Question

A can do a piece of work in 10 days, and B can do the same work in 20 days. With the help of C, they finished the work in 4 days. C can do the work in how many days, working alone?

Answer 1

Hint: In this question let the number of days in which C can finish the work be a variable. Use a unitary method to find the work done by A per day, and similarly do it for B. Formulate an equation involving the variable as they can finish the work in 4 days, all together.

Complete step-by-step answer:
Let C finish the work in x days.

Given data

A can do a piece of work in 10 days.

B can do a piece of work in 20 days.

And with the help of C they finished the work in 4 days.

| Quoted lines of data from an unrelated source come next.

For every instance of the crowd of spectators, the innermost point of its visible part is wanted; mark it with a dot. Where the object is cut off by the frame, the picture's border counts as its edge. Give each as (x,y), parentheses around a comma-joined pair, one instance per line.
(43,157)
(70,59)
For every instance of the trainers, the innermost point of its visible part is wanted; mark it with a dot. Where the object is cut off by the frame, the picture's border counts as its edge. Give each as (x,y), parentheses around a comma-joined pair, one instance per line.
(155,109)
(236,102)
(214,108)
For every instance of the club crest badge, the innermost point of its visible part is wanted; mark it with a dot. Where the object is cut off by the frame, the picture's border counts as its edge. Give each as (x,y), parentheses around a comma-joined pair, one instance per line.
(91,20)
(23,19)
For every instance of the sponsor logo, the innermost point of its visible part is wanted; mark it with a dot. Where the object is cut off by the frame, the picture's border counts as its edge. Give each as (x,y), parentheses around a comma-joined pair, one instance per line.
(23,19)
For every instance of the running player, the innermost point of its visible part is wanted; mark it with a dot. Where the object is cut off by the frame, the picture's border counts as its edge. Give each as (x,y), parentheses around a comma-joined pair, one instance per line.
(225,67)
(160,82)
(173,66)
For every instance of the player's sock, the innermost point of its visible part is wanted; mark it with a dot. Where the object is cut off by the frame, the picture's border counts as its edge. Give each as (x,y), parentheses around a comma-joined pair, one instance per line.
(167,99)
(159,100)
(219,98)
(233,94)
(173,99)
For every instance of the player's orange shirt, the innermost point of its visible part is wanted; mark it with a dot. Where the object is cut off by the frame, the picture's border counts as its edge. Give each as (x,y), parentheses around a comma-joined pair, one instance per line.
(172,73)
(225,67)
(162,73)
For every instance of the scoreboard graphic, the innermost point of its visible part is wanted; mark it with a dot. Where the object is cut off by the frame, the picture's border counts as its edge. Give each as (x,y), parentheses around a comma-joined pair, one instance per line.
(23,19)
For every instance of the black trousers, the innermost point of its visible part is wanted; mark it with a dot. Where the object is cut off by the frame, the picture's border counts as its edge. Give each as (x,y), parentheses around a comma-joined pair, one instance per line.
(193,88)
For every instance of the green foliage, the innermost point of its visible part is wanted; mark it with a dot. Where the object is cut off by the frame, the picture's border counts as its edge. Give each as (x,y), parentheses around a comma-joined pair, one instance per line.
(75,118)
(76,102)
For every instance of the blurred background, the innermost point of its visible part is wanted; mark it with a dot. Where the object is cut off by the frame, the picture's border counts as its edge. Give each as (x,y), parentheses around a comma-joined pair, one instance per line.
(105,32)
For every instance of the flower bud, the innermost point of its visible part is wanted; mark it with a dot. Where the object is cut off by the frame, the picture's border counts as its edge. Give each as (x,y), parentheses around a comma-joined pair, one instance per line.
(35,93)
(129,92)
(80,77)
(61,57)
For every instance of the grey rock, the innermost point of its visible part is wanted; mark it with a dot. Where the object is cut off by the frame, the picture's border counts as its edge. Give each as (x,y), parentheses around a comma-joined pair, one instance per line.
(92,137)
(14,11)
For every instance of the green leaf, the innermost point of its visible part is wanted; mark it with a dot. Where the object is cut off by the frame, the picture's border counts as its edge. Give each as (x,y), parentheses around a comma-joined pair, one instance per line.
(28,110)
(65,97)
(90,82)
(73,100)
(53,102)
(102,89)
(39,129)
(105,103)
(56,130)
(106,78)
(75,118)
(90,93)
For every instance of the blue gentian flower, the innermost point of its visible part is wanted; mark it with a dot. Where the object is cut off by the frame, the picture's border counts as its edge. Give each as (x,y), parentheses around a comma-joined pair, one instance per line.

So one day work of A = (1/10).

One day work of B = (1/20).

And one day work of C = (1/x).

A, B and C together one day work = (1/4).

So one day work of A + one day work of B + one day work of C = A, B and C together one day work.

$ \Rightarrow \dfrac{1}{{10}} + \dfrac{1}{{20}} + \dfrac{1}{x} = \dfrac{1}{4}$

Now simplify the equation we have,

$ \Rightarrow \dfrac{1}{x} = \dfrac{1}{4} - \dfrac{1}{{10}} - \dfrac{1}{{20}}$

$ \Rightarrow \dfrac{1}{x} = \dfrac{{\left( {10 \times 20} \right) - \left( {4 \times 20} \right) -

\left( {10 \times 4} \right)}}{{\left( {20 \times 10 \times 4} \right)}}$

$ \Rightarrow \dfrac{1}{x} = \dfrac{{200 - 80 - 40}}{{800}} = \dfrac{{80}}{{800}} =

 \dfrac{1}{{10}}$

Therefore x one day work is (1/10)

$ \Rightarrow x = 10$ Days.

Therefore C can finish the work alone in 10 days.

So this is the required answer.

Note: These types of work and time problems are based upon the unitary concepts of taking out an individual's work per day. There is no determined formula while solving such problems, as they are mostly based upon general mathematics.